We use annotated tags along with git describe to generate versions that look like this
So in order to integrate with our java daemon pushes via tgz files stored in s3 (packaged by distribution gradle plugin), we name the images we push to our private registry with the same tag.
gradle task – build, tag, push
There are some plugins available to assist with use of docker but it was so simple just to use exec that we went ahead and put a build, tag, and push set of tasks in a common.gradle file. All it does is look for a src/docker folder and iterates over each folder contained therein and invokes docker to build, tag, or push the image corresponding to the git describe tag.
Conclusions and next steps
Thursday came and went as we worked through the issues listed above. Seyren is running just fine in its long running container. The Big Query uploader is also ticking along feeding data into our active warehouse solution with nice regularity.
Fig seems like a nice way to manage multiple containers on a single host and runit is working well for short lived programs.
All that said, there may be a couple more stones left to turn over.
We came in on thursday after leaving the docker container running under runit with –name and –rm removed in favor of cleaning up ourselves.

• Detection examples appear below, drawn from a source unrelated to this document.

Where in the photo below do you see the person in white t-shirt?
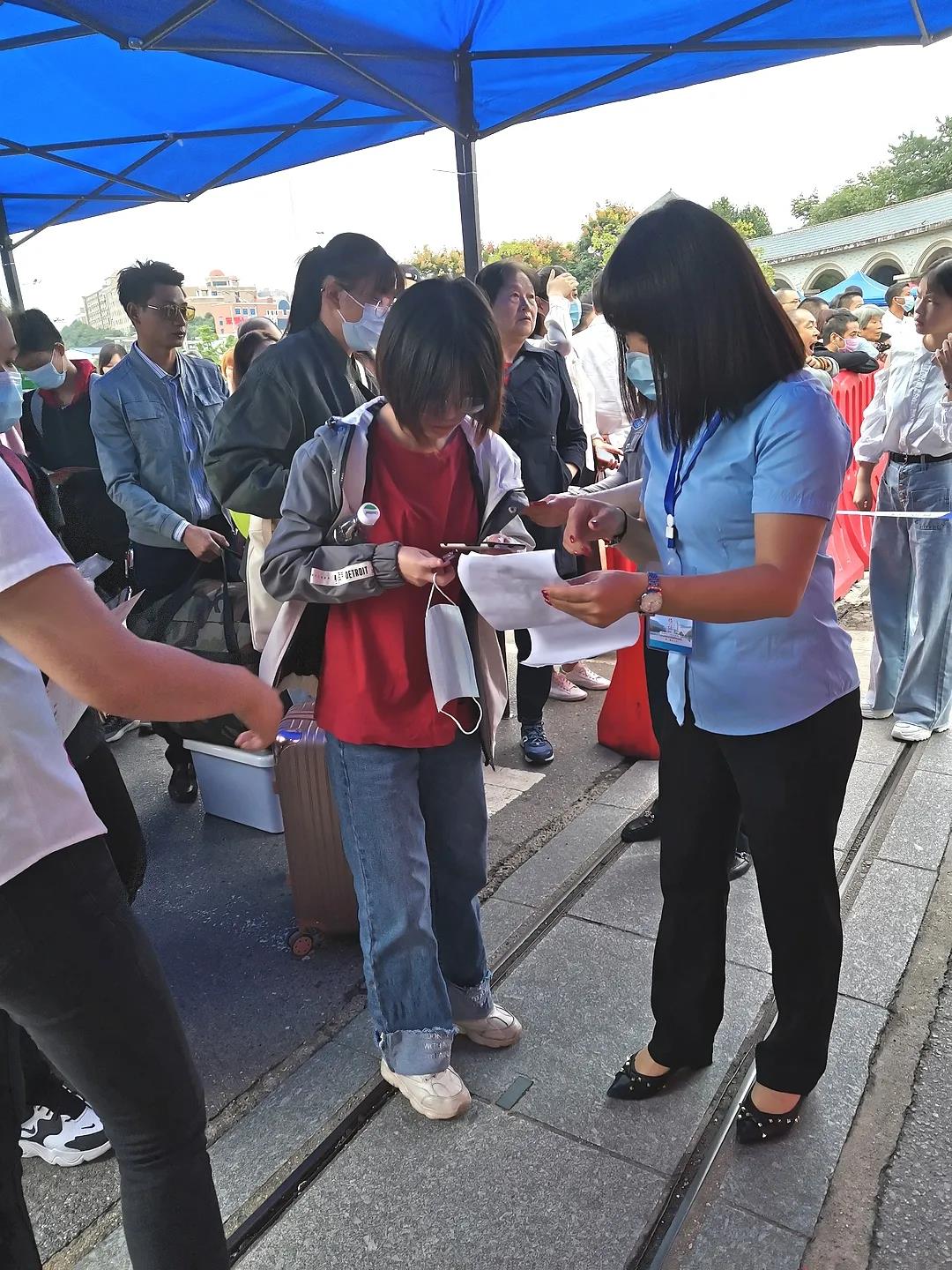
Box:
[0,315,282,1270]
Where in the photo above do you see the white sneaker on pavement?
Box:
[548,670,588,701]
[565,661,612,692]
[380,1058,472,1120]
[456,1005,522,1049]
[892,722,933,741]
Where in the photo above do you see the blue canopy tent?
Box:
[816,269,886,305]
[0,0,952,307]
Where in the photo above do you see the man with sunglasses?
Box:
[90,260,237,803]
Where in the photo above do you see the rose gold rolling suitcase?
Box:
[275,701,358,958]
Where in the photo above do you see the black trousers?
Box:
[132,516,239,767]
[514,631,552,722]
[0,838,228,1270]
[650,691,862,1094]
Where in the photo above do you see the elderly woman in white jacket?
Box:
[854,260,952,741]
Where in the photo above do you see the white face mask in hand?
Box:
[424,580,482,736]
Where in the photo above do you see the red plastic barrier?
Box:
[598,548,658,758]
[829,370,881,600]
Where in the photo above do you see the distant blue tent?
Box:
[0,0,952,299]
[817,269,886,306]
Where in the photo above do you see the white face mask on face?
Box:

Disk usage on the root partition had increased from it’s pre-docker level but was stable i.e. not increasing. Poking around in /var/lib/docker/mnt, a folder full of folders named after current and previously provisioned container ids, showed that only one of them had any actual files in them. That consistent with having at most one active container running at a time. current and previous.
We’re happy about that but we’re looking into why more mounts are being held onto than we expect.
For instance, out Big Query uploader run at most every couple seconds and yet, df -h shows 5 mounted partitions. We’ll dig into this.
Different storage layer evaluation
Developers requirements for their environments are naturally less stringent than production systems. There are a number of different options for the storage layer other than devicemapper which we plan to explore and research.
stage integration environment
We’ll be looking at docker to handle both of these. We’ll put one or more jenkins jobs inline with our build process to act as gating steps to deployment.
It’s sunday now. Docker’s chugging away. Our sprint starts tomorrow and it’s full of docker work.